The campus has a serious architectural pedigree – its mid-20th-century core was designed by Polish architect, Andrzej Wejchert, and commissioned through an international competition. More recent additions include the Student Centre, voted Ireland’s favourite new building (2013), and other world-leading facilities, notably the UCD O'Brien Centre for Science, UCD Sutherland School of Law, UCD Lochlann Quinn School of Business and the James Joyce Library. UCD’s new Confucius Institute for Ireland, which will support national and international engagement and is designed by Robin Lee in conjunction with Arthur Gibney Architects, is due to open in 2018.

At the first stage of the competition, competitors were required to submit documents detailing their proposed team and experience. The honorarium for each finalist team was €40,000.

Ninety-eight teams from 28 countries entered the competition and six teams were selected to develop visions for the Entrance Precinct Masterplan and concept designs for the Centre for Creative Design.

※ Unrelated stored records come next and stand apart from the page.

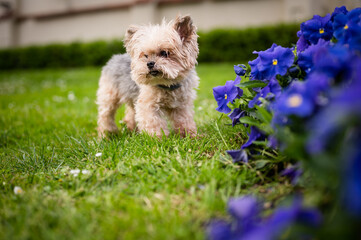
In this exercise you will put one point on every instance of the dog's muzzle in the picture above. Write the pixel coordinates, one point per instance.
(154, 73)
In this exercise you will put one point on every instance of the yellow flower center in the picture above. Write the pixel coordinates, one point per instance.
(295, 100)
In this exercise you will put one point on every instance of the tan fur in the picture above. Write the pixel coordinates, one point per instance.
(148, 105)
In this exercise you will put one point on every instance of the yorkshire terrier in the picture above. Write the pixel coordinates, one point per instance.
(155, 79)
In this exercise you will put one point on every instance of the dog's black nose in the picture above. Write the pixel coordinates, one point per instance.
(150, 64)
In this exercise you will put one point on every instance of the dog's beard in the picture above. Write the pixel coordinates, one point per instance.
(167, 74)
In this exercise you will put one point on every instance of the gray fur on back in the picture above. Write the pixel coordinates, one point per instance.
(118, 70)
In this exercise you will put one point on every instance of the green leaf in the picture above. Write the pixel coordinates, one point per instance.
(264, 114)
(252, 84)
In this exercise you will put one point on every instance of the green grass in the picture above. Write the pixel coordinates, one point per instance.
(140, 188)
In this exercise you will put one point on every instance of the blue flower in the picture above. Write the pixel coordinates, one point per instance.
(238, 155)
(270, 92)
(338, 10)
(318, 82)
(302, 44)
(253, 136)
(275, 60)
(296, 100)
(236, 115)
(316, 28)
(248, 225)
(344, 107)
(240, 70)
(346, 26)
(305, 59)
(225, 94)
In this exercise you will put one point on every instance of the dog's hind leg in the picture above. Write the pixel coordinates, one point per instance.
(108, 101)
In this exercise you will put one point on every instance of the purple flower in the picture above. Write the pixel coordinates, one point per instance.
(275, 60)
(293, 172)
(316, 28)
(253, 136)
(296, 100)
(338, 10)
(346, 26)
(225, 94)
(238, 155)
(318, 82)
(240, 70)
(236, 115)
(247, 224)
(269, 92)
(302, 43)
(344, 107)
(305, 59)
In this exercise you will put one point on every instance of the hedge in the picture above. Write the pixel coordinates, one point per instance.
(229, 45)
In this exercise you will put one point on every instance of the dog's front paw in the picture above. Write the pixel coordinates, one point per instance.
(104, 132)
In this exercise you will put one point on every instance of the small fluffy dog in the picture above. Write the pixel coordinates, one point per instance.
(156, 80)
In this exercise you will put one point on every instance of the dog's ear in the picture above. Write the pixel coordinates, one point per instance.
(184, 26)
(129, 35)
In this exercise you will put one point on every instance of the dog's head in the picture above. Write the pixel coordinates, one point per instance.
(162, 54)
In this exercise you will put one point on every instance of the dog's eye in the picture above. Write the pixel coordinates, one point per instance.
(163, 53)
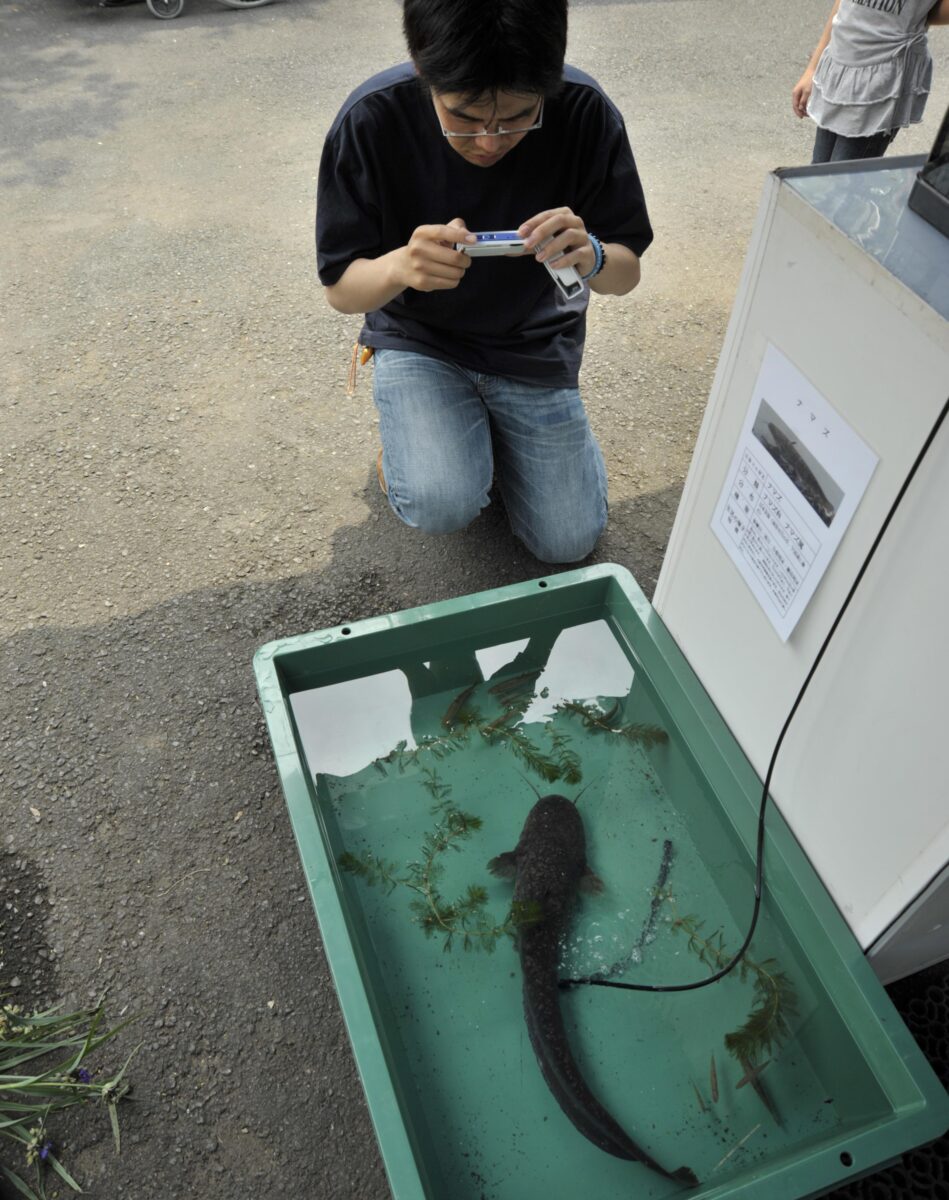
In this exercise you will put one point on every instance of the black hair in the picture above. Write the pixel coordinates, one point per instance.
(478, 47)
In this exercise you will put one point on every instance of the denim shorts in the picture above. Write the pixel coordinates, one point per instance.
(448, 432)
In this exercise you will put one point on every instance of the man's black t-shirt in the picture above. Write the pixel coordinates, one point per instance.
(386, 168)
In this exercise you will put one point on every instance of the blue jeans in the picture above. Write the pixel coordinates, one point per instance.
(836, 148)
(448, 431)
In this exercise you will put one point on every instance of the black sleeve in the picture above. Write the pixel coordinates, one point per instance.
(348, 220)
(611, 202)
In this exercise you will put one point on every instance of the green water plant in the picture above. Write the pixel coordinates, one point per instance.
(43, 1071)
(598, 721)
(466, 918)
(775, 1000)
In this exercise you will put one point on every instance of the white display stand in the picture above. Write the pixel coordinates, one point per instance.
(850, 288)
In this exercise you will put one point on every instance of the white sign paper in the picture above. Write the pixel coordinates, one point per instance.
(796, 479)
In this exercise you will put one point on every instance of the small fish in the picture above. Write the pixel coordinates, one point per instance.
(515, 683)
(752, 1075)
(457, 705)
(550, 867)
(509, 714)
(736, 1147)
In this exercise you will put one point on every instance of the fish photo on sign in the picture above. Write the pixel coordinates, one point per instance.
(812, 480)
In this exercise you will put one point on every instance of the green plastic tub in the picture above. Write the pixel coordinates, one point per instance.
(410, 749)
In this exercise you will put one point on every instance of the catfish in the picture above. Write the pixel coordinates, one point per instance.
(548, 867)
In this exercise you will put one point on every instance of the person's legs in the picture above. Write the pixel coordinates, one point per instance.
(437, 457)
(823, 145)
(836, 148)
(874, 147)
(550, 468)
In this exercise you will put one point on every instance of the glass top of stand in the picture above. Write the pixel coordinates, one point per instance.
(869, 204)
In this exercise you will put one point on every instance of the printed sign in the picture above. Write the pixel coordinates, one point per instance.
(796, 479)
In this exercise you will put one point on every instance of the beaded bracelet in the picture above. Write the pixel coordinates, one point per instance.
(598, 249)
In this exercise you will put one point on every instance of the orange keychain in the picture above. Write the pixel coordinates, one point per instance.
(364, 358)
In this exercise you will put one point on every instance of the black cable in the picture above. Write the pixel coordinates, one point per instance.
(593, 982)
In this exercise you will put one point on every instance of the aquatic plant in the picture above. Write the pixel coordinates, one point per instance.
(401, 757)
(52, 1047)
(775, 1000)
(596, 720)
(466, 918)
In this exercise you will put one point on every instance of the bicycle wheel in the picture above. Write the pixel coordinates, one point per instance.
(166, 10)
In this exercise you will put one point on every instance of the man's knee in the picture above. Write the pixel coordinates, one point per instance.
(440, 509)
(563, 544)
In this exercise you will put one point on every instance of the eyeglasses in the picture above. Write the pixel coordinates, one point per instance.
(502, 130)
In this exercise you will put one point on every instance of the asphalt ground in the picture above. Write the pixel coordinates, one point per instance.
(184, 479)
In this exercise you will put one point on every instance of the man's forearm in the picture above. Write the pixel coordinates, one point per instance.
(824, 39)
(367, 283)
(620, 273)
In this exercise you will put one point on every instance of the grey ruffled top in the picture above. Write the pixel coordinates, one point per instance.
(876, 71)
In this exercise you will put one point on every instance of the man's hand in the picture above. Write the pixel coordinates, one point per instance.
(802, 93)
(570, 244)
(430, 262)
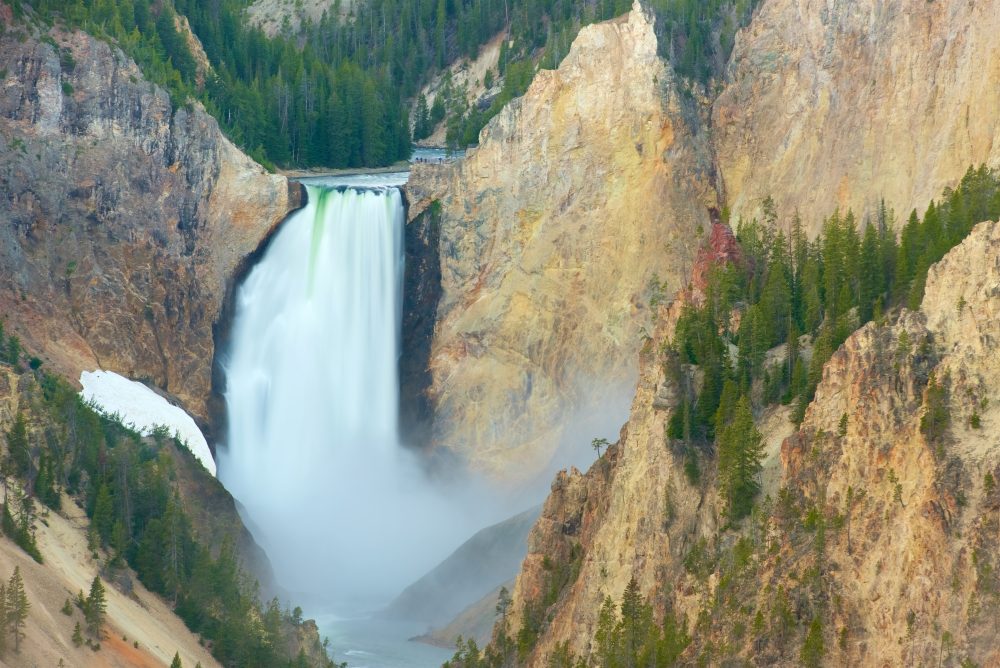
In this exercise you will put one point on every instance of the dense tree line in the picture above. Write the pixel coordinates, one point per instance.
(128, 485)
(285, 104)
(694, 35)
(337, 93)
(790, 291)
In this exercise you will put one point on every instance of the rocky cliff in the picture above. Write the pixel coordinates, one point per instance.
(123, 218)
(839, 104)
(879, 530)
(550, 232)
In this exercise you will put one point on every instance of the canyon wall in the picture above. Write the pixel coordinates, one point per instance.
(123, 218)
(882, 529)
(550, 231)
(832, 104)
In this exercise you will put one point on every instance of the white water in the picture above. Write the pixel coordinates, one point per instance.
(345, 513)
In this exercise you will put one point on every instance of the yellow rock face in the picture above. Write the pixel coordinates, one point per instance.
(550, 233)
(841, 104)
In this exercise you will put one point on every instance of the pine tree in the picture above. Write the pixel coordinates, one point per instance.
(812, 649)
(3, 617)
(17, 607)
(740, 454)
(95, 608)
(872, 279)
(103, 519)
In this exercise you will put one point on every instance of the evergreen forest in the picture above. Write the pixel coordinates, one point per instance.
(339, 93)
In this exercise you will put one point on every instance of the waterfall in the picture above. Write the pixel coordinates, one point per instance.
(313, 452)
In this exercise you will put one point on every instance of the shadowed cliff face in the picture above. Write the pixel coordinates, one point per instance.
(550, 233)
(840, 104)
(123, 220)
(901, 545)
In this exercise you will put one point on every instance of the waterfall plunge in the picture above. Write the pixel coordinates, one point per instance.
(313, 452)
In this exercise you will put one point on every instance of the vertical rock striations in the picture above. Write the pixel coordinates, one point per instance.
(881, 525)
(122, 219)
(579, 192)
(839, 104)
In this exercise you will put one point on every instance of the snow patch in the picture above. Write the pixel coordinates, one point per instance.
(144, 409)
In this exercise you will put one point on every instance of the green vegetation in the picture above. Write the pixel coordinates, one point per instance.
(284, 104)
(336, 94)
(94, 608)
(696, 36)
(787, 286)
(14, 606)
(129, 487)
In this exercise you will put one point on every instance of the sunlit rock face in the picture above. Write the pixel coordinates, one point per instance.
(550, 232)
(122, 219)
(841, 104)
(916, 519)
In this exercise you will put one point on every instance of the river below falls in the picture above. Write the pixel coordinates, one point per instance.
(378, 643)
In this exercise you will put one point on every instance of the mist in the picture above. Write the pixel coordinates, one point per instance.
(347, 516)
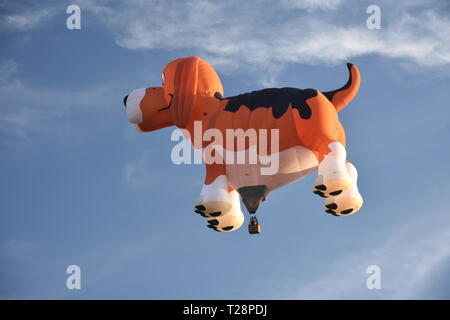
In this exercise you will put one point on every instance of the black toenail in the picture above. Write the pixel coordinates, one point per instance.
(213, 222)
(331, 206)
(320, 193)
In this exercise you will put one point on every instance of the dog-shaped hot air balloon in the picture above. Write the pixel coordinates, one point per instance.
(309, 137)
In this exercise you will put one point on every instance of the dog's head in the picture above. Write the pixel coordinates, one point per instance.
(184, 81)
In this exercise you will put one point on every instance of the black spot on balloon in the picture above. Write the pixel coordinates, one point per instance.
(347, 211)
(320, 193)
(331, 206)
(279, 99)
(213, 222)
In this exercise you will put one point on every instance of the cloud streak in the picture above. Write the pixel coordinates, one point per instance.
(233, 34)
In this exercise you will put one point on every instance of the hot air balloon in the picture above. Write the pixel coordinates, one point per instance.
(253, 143)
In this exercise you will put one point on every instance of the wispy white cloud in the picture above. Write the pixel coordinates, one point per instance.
(407, 257)
(26, 109)
(311, 5)
(234, 34)
(22, 17)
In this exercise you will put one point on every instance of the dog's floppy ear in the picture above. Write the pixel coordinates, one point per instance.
(184, 90)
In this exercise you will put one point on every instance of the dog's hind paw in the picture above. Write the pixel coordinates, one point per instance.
(226, 223)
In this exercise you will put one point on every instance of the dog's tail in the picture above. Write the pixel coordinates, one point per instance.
(342, 96)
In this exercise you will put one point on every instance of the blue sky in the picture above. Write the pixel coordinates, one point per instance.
(80, 186)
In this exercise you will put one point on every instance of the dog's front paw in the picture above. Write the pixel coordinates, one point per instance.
(212, 208)
(332, 184)
(226, 223)
(345, 204)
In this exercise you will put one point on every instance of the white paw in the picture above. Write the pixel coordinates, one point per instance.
(333, 178)
(214, 199)
(349, 201)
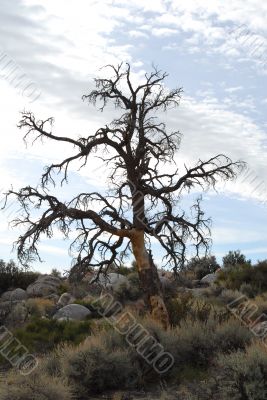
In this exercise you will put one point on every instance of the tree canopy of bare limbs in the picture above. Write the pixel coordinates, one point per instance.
(144, 191)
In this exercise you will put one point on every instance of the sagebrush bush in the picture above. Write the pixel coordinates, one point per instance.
(243, 374)
(39, 307)
(179, 307)
(228, 295)
(41, 335)
(36, 386)
(231, 336)
(92, 367)
(248, 290)
(202, 266)
(12, 277)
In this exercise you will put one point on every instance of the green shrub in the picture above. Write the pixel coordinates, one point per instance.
(179, 307)
(39, 307)
(234, 258)
(195, 344)
(12, 277)
(92, 367)
(41, 335)
(244, 374)
(231, 336)
(248, 290)
(228, 295)
(202, 266)
(34, 387)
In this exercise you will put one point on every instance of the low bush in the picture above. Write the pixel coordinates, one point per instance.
(231, 336)
(243, 374)
(92, 367)
(42, 335)
(34, 387)
(202, 266)
(39, 307)
(12, 276)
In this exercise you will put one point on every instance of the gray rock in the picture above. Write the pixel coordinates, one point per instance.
(18, 314)
(14, 295)
(5, 308)
(65, 299)
(165, 281)
(196, 292)
(209, 279)
(260, 329)
(45, 285)
(112, 281)
(53, 297)
(74, 312)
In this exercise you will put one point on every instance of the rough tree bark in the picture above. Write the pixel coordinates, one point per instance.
(145, 187)
(149, 279)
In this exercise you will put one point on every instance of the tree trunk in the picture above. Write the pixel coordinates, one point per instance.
(149, 279)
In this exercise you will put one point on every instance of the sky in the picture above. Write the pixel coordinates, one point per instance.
(51, 51)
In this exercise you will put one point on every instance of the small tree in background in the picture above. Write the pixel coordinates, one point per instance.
(234, 258)
(202, 266)
(145, 186)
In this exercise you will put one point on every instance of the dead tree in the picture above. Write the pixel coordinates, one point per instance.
(145, 186)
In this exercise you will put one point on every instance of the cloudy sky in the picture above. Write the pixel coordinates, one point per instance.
(50, 51)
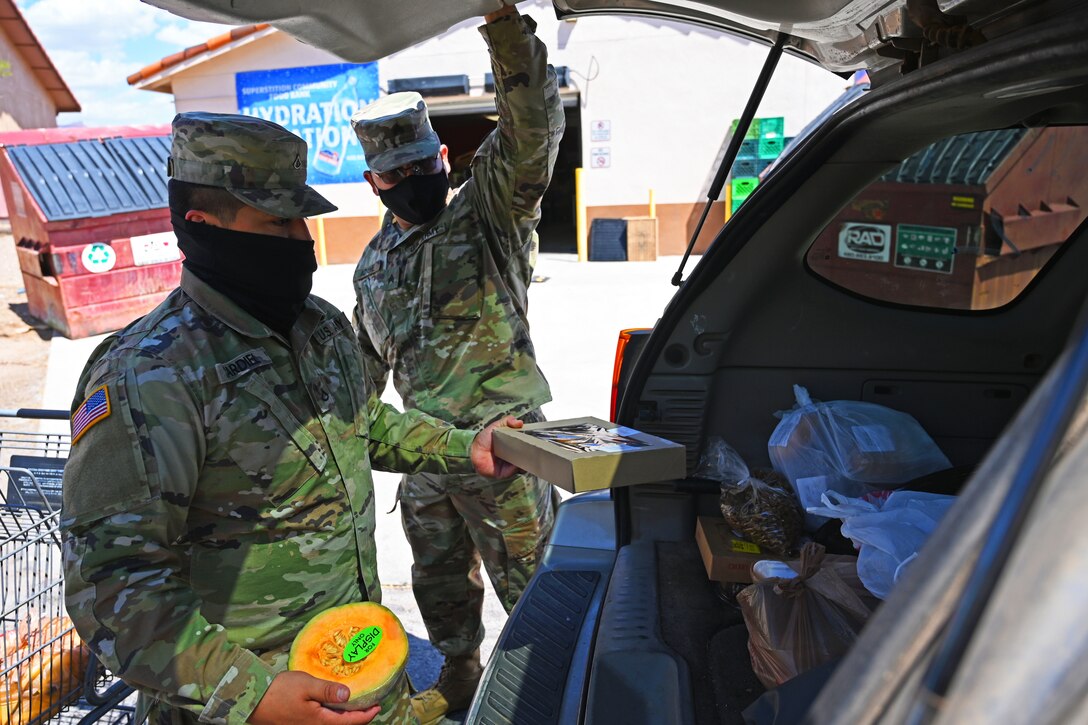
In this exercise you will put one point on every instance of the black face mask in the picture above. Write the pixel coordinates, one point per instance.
(417, 199)
(269, 277)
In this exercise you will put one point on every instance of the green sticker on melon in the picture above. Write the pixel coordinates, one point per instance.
(360, 646)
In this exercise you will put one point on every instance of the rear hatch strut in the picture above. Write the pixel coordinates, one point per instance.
(734, 145)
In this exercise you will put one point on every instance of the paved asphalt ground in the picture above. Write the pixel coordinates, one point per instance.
(576, 311)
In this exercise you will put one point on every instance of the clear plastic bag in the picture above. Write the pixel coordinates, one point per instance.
(799, 624)
(849, 446)
(889, 533)
(755, 504)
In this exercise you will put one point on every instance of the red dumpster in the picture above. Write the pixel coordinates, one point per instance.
(90, 222)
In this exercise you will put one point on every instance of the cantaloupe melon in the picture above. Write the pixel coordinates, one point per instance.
(44, 674)
(362, 646)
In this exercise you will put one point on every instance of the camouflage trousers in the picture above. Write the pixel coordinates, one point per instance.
(455, 521)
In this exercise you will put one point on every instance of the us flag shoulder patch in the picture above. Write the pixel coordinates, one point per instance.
(94, 409)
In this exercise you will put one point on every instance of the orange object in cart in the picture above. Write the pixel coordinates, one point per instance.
(91, 226)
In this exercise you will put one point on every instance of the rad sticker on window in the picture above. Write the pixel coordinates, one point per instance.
(862, 241)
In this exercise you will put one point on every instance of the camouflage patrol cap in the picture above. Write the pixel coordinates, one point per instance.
(259, 162)
(395, 131)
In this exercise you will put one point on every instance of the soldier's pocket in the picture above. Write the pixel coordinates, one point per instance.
(274, 449)
(453, 285)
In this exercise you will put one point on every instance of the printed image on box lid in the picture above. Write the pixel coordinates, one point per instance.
(588, 438)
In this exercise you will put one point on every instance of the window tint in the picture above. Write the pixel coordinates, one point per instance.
(965, 223)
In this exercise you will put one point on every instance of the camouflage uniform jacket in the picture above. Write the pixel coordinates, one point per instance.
(444, 305)
(227, 496)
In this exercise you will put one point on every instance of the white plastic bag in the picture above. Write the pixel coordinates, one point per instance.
(849, 446)
(889, 535)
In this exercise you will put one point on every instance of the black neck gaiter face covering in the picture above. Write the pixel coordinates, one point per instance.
(269, 277)
(417, 199)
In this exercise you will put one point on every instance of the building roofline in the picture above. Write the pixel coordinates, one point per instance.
(22, 37)
(155, 75)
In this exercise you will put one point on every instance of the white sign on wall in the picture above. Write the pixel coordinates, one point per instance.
(155, 248)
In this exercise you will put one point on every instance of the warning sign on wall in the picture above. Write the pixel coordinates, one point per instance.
(155, 248)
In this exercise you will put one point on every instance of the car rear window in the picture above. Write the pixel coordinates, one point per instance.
(965, 223)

The jury met in July 2018 to interview the shortlist and selected the team led by Steven Holl Architects as the winner of the competition.

University College Dublin’s Future Campus project strategic objectives are:

  • Immediate physical presence
    Give the University immediate physical presence and visibility as an internationally-minded, dynamic and creative place of learning and research, addressing the currently recessive and largely anonymous arrival experience.
  • An enhanced campus
    Enhance and enliven the campus by making a highly attractive environment (day and night, season to season) that promotes a strong sense of community and sociability and inspires students and faculty, visitors and local innovators to explore new ways of learning and thinking.
  • A future-proofed vision
    Create a strong and flexible urban design vision for this 23.8 ha area of the overall campus, informed by placemaking, accessibility and people flows; this anticipates the potential for up to 335,000 sq m of new development (representing a footprint of circa 67,000 sq m).
  • UCD’s creative identity
    Make creativity, innovation and sustainability central to UCD’s identity through exemplary design.
  • Sustainable values
    Affirm holistic sustainable values – from design through to operations and use – achieving a near zero energy target, making design choices incorporating energy-saving, green technologies where possible, and respecting the campus’ natural environment and biodiversity, notably the 200-year-old woodland walks.
  • A Dublin landmark
    Make the University a landmark on the Dublin map – improving connections with the city and the immediate community/vicinity.
  • UCD’s international reputation and image
    Raise the profile of UCD nationally and internationally through the quality of its campus and architecture to draw more diverse, high-performing candidates and academics

Physically, the Future Campus project will:

  • Create an Entrance Precinct Masterplan: a strong urban design vision that foregrounds a highly-visible and welcoming entrance experience and, overall, combines placemaking with a stronger physical presence and identity for the University, while also strengthening links between the campus and the surrounding city.
  • Create a charismatic yet well-integrated Centre for Creative Design that is a living learning lab – using innovative materials and new technologies to express its purpose as the University’s home of design studios and laboratories, and maker, project and fabrication spaces.
  • Increase permeability of the campus boundary – and the quality of this – including a possible new vehicular entrance and influence improvements to the public realm within the liminal zone between city and campus, taking advantage of planned public transportation connections and sustainable transport innovations/modes.